In a statement published on its official website, KTM AG described the reporting as rooted in a fundamental misunderstanding of how enduro motorcycles are designed and commercialised. The statement reads: "KTM AG firmly rejects the allegations made in recent media reports that KTM is placing illegal motorcycles on the market. The KTM Group sells its motorcycles exclusively in compliance with applicable European regulations.

The reporting is based on a fundamental misunderstanding: At their core, enduro models are sports machines that, in their homologated delivery condition, are also permitted to be ridden on public roads.

This dual-use capability is intentional, necessary, and standard across the industry: In order for enduro machines to participate in official competitions, they must be delivered in a homologated condition in accordance with the regulations of the International Motorcycling Federation (FIM).

This is neither a KTM-specific practice nor a procedure that would give KTM any undue competitive advantage over its peers. All KTM-, Husqvarna-, and GASGAS-branded enduro models leave our factory exclusively in a road-legal, homologated condition.

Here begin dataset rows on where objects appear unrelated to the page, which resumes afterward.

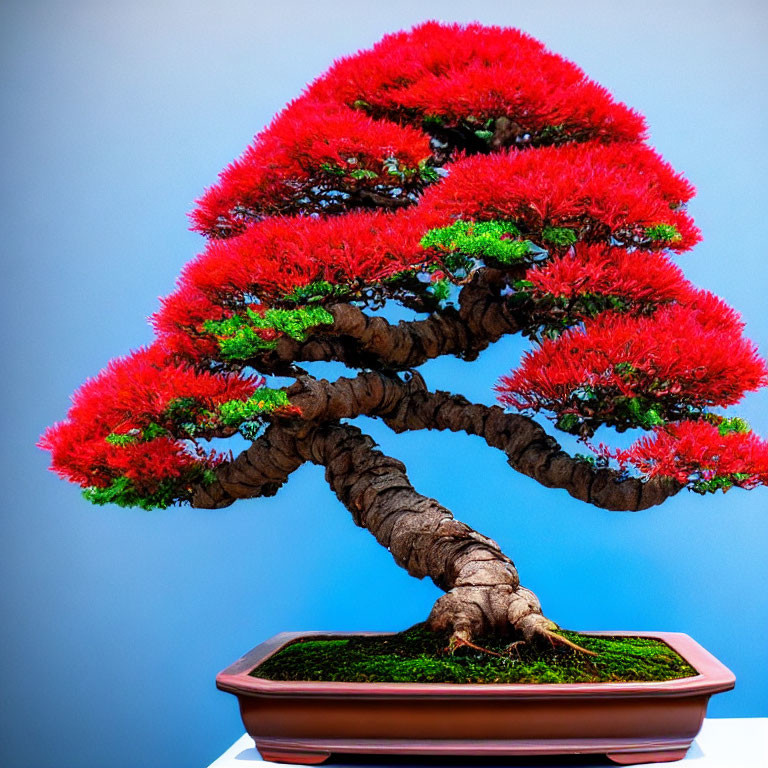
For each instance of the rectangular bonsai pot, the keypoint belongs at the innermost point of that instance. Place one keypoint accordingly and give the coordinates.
(306, 722)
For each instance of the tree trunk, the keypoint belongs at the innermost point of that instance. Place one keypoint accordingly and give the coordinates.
(483, 592)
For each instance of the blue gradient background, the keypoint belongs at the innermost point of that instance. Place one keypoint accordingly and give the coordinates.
(115, 117)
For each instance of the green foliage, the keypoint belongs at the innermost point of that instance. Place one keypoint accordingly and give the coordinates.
(441, 289)
(666, 233)
(363, 173)
(551, 133)
(123, 493)
(642, 413)
(122, 439)
(427, 172)
(333, 170)
(264, 400)
(150, 432)
(559, 236)
(481, 240)
(314, 292)
(734, 424)
(239, 336)
(418, 655)
(429, 120)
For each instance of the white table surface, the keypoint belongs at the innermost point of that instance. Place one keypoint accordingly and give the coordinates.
(722, 743)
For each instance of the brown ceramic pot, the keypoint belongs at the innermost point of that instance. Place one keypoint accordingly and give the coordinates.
(306, 722)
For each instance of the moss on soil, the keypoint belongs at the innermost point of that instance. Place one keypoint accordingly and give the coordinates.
(418, 655)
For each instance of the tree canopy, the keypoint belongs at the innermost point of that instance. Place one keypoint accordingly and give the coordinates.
(486, 184)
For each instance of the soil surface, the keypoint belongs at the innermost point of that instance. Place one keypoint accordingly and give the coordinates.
(418, 655)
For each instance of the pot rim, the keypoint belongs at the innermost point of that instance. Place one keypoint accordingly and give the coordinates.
(713, 676)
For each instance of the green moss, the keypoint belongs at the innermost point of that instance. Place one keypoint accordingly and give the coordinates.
(418, 655)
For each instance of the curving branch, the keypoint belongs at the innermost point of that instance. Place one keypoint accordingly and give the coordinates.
(483, 592)
(531, 451)
(361, 341)
(408, 405)
(258, 471)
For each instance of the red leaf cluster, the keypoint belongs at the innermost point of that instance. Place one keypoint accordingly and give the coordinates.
(696, 450)
(600, 191)
(314, 156)
(691, 354)
(473, 72)
(128, 396)
(639, 278)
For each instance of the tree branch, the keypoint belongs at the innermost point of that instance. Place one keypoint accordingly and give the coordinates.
(258, 471)
(530, 450)
(361, 341)
(482, 585)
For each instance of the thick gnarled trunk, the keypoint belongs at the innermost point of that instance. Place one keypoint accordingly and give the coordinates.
(483, 591)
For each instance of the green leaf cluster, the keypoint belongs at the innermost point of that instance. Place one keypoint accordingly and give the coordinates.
(239, 336)
(314, 292)
(666, 233)
(264, 400)
(719, 482)
(123, 493)
(562, 237)
(482, 240)
(734, 424)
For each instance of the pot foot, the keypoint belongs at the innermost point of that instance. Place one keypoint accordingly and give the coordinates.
(633, 758)
(292, 756)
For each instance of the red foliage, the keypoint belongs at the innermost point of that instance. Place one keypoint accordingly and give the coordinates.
(128, 396)
(637, 277)
(688, 354)
(355, 139)
(276, 255)
(598, 190)
(696, 450)
(307, 152)
(474, 72)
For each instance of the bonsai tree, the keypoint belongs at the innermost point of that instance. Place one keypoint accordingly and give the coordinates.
(489, 187)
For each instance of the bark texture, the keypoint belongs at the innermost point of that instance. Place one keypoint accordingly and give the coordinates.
(361, 341)
(483, 592)
(482, 589)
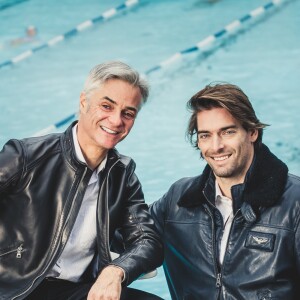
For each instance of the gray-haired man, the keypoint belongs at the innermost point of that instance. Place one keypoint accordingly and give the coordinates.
(63, 196)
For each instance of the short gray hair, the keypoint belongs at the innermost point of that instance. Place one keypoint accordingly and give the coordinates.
(115, 70)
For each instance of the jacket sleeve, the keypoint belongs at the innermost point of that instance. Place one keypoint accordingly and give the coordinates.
(297, 248)
(11, 165)
(143, 247)
(159, 211)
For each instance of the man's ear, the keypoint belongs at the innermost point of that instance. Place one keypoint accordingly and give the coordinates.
(83, 104)
(253, 135)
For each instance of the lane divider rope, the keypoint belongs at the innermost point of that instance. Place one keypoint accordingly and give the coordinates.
(81, 27)
(10, 4)
(209, 42)
(204, 45)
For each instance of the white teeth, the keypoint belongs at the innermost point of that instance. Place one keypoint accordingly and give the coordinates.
(108, 130)
(221, 158)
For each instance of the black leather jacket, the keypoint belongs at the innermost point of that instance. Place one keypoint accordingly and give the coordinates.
(41, 189)
(262, 258)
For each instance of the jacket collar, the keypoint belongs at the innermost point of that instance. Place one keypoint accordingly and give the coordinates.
(70, 154)
(264, 185)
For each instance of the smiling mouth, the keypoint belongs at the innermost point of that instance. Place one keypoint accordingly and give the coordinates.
(109, 130)
(221, 158)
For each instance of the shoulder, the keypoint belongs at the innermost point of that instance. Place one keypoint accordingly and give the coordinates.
(292, 187)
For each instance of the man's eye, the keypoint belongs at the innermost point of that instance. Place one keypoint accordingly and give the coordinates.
(229, 132)
(202, 136)
(129, 115)
(105, 106)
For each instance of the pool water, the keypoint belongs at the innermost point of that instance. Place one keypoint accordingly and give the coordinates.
(263, 59)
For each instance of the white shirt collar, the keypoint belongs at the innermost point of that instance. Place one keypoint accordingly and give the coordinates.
(79, 154)
(219, 194)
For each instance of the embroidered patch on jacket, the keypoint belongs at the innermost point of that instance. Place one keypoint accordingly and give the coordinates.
(260, 240)
(264, 295)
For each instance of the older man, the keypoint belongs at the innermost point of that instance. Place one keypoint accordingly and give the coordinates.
(63, 196)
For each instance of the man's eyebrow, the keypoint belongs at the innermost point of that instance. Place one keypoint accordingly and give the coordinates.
(114, 102)
(221, 129)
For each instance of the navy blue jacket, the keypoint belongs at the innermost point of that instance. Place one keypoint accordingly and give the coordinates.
(262, 258)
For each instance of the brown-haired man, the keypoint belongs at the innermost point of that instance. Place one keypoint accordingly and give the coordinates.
(232, 232)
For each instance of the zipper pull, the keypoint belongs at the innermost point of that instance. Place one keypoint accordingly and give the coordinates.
(19, 251)
(218, 283)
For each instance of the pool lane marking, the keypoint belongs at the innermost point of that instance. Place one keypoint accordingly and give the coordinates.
(205, 44)
(210, 41)
(79, 28)
(7, 5)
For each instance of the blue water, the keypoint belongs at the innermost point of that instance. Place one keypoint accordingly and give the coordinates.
(264, 60)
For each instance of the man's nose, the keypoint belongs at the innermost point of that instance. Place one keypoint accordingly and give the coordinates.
(217, 143)
(115, 119)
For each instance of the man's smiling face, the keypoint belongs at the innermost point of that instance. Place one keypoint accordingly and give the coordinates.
(107, 114)
(225, 145)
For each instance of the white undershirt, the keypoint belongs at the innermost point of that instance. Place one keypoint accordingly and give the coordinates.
(224, 205)
(80, 247)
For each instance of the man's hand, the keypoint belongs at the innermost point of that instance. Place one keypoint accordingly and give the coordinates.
(108, 285)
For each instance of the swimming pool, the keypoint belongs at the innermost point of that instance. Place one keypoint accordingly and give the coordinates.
(264, 60)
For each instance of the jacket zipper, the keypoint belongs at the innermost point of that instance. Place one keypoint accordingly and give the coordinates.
(18, 250)
(218, 268)
(107, 211)
(16, 297)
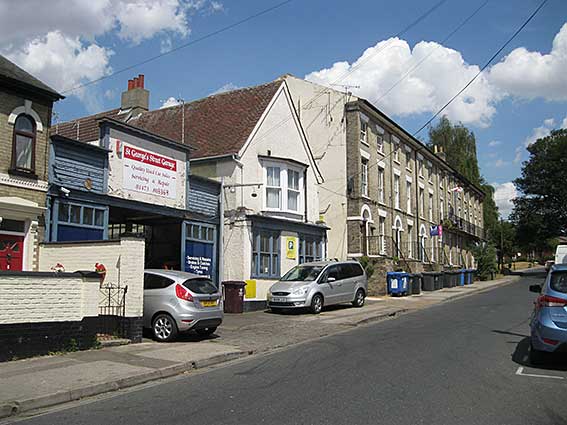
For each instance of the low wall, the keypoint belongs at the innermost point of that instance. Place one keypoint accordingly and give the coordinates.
(123, 259)
(43, 312)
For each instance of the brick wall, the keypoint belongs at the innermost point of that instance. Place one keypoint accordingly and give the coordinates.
(123, 259)
(46, 297)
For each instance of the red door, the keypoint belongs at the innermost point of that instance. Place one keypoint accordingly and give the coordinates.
(11, 252)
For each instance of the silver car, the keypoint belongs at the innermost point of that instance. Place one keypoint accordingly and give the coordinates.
(312, 285)
(176, 301)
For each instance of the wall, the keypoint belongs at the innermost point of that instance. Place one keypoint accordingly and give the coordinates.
(116, 170)
(123, 259)
(46, 312)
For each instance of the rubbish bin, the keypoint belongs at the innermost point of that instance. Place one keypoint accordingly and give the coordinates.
(233, 295)
(416, 283)
(397, 283)
(462, 277)
(430, 281)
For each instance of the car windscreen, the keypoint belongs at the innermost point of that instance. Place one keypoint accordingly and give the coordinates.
(558, 281)
(302, 274)
(200, 286)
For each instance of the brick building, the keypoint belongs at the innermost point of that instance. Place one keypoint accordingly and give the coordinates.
(25, 117)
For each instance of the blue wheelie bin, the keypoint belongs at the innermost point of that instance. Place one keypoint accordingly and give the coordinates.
(397, 283)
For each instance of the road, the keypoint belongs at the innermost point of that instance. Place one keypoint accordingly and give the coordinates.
(460, 362)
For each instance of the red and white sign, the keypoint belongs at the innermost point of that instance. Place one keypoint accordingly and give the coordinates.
(150, 173)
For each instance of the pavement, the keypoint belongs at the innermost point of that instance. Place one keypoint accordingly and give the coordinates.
(32, 384)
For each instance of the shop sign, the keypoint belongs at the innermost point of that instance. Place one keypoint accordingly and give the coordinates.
(150, 173)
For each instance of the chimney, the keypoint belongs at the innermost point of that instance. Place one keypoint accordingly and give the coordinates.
(136, 98)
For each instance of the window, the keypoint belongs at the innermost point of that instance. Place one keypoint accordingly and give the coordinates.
(364, 132)
(284, 188)
(310, 249)
(273, 188)
(23, 144)
(408, 160)
(293, 191)
(397, 192)
(364, 180)
(380, 143)
(265, 254)
(380, 184)
(408, 197)
(76, 222)
(382, 233)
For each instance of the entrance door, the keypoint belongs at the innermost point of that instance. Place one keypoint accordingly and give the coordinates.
(11, 252)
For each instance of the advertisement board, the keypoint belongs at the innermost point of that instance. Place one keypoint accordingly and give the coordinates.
(150, 173)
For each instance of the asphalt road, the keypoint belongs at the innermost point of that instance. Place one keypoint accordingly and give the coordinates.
(454, 363)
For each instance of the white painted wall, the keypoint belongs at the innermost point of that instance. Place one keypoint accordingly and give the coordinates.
(56, 298)
(116, 170)
(123, 259)
(321, 112)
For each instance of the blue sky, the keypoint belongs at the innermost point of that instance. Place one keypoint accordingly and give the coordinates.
(70, 43)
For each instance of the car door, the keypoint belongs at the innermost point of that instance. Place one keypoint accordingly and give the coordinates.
(330, 285)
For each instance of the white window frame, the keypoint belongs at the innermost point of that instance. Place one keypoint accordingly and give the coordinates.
(284, 189)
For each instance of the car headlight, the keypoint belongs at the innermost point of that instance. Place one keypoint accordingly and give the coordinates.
(300, 291)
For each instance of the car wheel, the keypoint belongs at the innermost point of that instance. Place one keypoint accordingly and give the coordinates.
(164, 328)
(316, 304)
(537, 357)
(206, 331)
(359, 298)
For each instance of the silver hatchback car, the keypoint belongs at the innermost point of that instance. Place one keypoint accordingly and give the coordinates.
(176, 301)
(313, 285)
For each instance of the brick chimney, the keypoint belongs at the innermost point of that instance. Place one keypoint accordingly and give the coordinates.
(136, 98)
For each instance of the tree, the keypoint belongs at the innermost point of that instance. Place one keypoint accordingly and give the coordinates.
(539, 213)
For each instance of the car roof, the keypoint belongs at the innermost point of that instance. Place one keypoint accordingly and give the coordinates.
(174, 274)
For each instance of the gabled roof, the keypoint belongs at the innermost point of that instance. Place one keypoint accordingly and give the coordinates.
(216, 125)
(11, 73)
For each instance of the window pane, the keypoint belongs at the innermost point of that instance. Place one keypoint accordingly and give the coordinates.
(99, 217)
(64, 212)
(273, 176)
(75, 214)
(24, 146)
(24, 123)
(292, 200)
(273, 198)
(88, 215)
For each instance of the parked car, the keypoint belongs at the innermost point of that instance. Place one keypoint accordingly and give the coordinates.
(176, 301)
(313, 285)
(549, 320)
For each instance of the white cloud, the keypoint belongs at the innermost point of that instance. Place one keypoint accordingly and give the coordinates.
(537, 133)
(426, 89)
(503, 195)
(527, 74)
(63, 62)
(170, 101)
(225, 88)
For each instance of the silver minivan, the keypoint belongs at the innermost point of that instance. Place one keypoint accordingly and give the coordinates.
(176, 301)
(313, 285)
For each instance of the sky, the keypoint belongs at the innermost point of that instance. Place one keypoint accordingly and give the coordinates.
(522, 96)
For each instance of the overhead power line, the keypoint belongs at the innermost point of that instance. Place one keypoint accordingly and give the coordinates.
(181, 46)
(484, 66)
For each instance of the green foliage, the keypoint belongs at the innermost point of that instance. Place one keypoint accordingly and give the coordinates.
(485, 255)
(539, 213)
(367, 265)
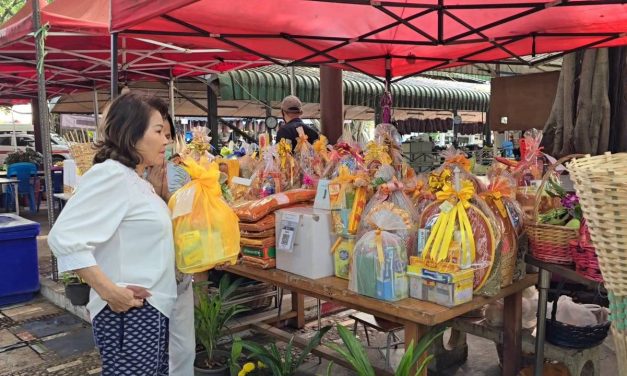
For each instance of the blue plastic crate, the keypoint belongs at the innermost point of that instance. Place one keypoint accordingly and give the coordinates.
(19, 270)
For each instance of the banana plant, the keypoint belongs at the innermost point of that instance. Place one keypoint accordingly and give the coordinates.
(354, 353)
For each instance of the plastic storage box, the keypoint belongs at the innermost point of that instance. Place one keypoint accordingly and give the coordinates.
(313, 238)
(19, 270)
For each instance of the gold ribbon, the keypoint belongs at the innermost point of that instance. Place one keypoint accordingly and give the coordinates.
(378, 239)
(377, 152)
(320, 147)
(301, 141)
(441, 235)
(460, 160)
(497, 199)
(438, 181)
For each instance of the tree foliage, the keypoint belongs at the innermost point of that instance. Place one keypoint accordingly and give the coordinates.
(8, 8)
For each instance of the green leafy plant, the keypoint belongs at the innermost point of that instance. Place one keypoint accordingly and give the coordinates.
(68, 278)
(354, 353)
(270, 358)
(213, 313)
(29, 155)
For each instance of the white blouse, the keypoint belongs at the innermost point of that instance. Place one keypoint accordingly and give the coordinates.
(116, 220)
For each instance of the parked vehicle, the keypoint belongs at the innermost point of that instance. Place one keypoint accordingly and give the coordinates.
(10, 142)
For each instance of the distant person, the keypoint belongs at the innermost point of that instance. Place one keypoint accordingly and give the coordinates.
(292, 110)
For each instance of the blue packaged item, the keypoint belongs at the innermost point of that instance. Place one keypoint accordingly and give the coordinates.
(19, 269)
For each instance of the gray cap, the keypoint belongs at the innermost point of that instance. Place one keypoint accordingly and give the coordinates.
(291, 104)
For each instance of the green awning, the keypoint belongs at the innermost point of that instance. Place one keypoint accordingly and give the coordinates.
(272, 84)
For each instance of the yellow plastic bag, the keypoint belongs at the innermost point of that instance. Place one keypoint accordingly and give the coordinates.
(206, 230)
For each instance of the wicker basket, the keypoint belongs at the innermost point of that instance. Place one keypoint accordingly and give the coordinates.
(550, 243)
(570, 336)
(83, 154)
(601, 184)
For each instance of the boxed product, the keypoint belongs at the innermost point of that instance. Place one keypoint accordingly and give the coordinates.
(445, 288)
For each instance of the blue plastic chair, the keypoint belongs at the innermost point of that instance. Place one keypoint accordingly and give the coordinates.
(23, 172)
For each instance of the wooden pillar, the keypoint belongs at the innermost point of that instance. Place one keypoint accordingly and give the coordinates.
(34, 105)
(331, 103)
(212, 117)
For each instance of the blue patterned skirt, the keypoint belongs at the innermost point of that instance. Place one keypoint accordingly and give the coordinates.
(133, 343)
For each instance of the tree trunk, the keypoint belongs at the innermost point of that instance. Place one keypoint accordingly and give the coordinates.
(568, 68)
(550, 127)
(585, 105)
(603, 66)
(599, 131)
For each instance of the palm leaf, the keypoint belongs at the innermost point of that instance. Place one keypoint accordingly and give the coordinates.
(313, 343)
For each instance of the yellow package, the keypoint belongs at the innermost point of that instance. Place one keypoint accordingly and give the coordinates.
(206, 230)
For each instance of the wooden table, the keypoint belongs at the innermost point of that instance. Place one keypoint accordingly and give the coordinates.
(543, 288)
(417, 316)
(15, 183)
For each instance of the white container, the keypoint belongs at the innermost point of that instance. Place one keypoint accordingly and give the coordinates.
(310, 255)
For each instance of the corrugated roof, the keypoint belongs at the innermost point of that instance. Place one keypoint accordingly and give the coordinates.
(272, 83)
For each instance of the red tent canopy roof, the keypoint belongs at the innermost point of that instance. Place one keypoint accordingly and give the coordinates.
(378, 37)
(78, 50)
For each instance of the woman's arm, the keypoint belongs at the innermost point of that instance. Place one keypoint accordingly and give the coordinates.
(119, 299)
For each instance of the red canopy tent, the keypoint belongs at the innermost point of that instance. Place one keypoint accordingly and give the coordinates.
(78, 52)
(380, 38)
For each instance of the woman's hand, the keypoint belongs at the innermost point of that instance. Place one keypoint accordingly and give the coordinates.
(158, 177)
(121, 299)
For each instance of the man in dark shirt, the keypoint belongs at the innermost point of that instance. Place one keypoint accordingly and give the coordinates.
(291, 110)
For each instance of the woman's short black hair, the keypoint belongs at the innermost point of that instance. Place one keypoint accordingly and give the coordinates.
(125, 124)
(163, 109)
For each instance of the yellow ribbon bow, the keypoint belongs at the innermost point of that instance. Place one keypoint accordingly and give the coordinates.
(377, 152)
(320, 147)
(284, 150)
(460, 160)
(302, 139)
(453, 212)
(496, 198)
(438, 181)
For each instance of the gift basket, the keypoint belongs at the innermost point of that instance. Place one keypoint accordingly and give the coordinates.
(550, 233)
(601, 184)
(458, 232)
(379, 262)
(310, 163)
(499, 197)
(390, 191)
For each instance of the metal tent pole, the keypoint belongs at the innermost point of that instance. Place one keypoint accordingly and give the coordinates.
(44, 121)
(96, 111)
(114, 65)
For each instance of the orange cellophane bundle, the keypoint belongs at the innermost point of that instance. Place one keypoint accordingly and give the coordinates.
(252, 211)
(308, 160)
(500, 198)
(392, 192)
(206, 231)
(457, 158)
(348, 195)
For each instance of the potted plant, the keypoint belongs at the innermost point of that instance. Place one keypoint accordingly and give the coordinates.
(28, 155)
(75, 289)
(269, 360)
(211, 317)
(354, 353)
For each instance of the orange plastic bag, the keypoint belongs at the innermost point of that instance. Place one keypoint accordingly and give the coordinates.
(206, 230)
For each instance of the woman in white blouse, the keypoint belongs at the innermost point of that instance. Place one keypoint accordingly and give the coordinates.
(116, 234)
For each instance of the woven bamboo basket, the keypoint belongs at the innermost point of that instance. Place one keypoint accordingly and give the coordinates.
(83, 155)
(550, 243)
(601, 184)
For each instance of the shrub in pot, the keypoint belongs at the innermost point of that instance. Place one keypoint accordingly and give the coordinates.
(211, 317)
(75, 289)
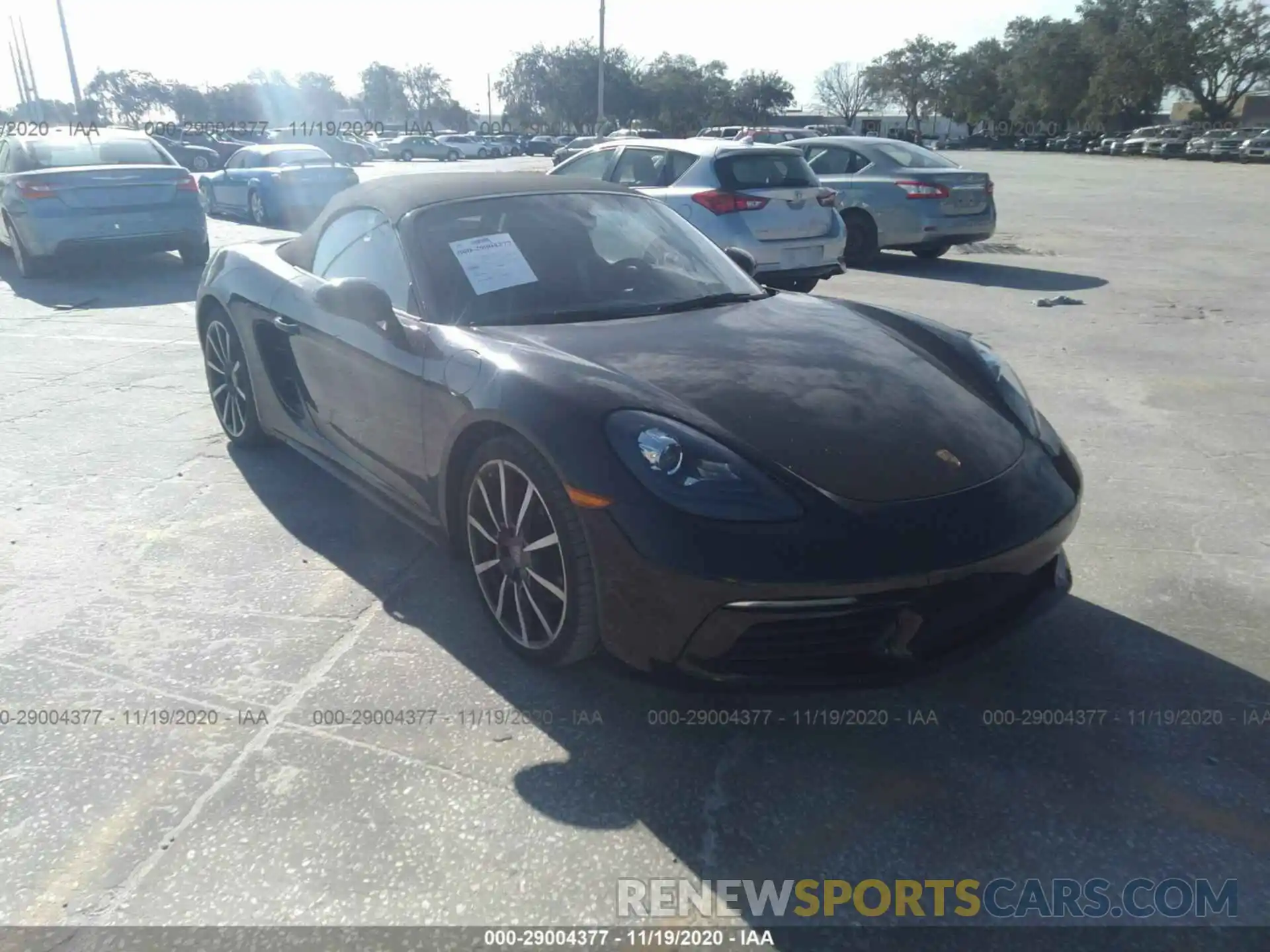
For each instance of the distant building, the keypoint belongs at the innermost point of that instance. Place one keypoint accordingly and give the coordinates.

At the customer's request, these machines can be configured by the authorized dealer for competition and off-road use after purchase. Buyers of our enduro machines are expressly informed that road approval expires upon conversion for competition use, and that the vehicle may no longer be used on public roads.

The enduro models sold in Europe account for approximately 3% of KTM's global sales.

The emissions issues raised in the reports also warrant an objective assessment: According to the German Federal Environment Agency, motorcycles account for approximately 0.3% of total CO₂ emissions in Germany. Enduro competition models represent only a small fraction of this. Their annual mileage is many times lower than that of street motorcycles, as they are used for only a few hours per year in sport and training activities."

A Dieselgate Echo, Or A Different Beast?

The Dieselgate scadal saw Volkswagen writing software that detected test conditions and switched the engine into a clean mode it never used on the road. That was hidden inside 11 million cars sold to people who had no idea about the software.

What Le Monde is describing with KTM is a dealer removing a restrictor plate at the customer's request, handing them a form that says the bike is no longer road-legal, and sending them off to race. So, no, this is not another Dieselgate style scandal.

The truth is that this is how the enduro segment has always worked, across every brand that sells into it. FIM rules require the bikes to be road-legal at delivery. Everyone in the industry knows what happens next, if a rider chooses to go down the racing route.

If European regulators want to revisit that arrangement, that is a conversation worth having. But singling out KTM, a company that just survived insolvency and is trying to get back on its feet under Bajaj, for a practice that is standard across the segment feels less like accountability and more like a case of bad timing for the Austrian firm and maybe just a bad news day.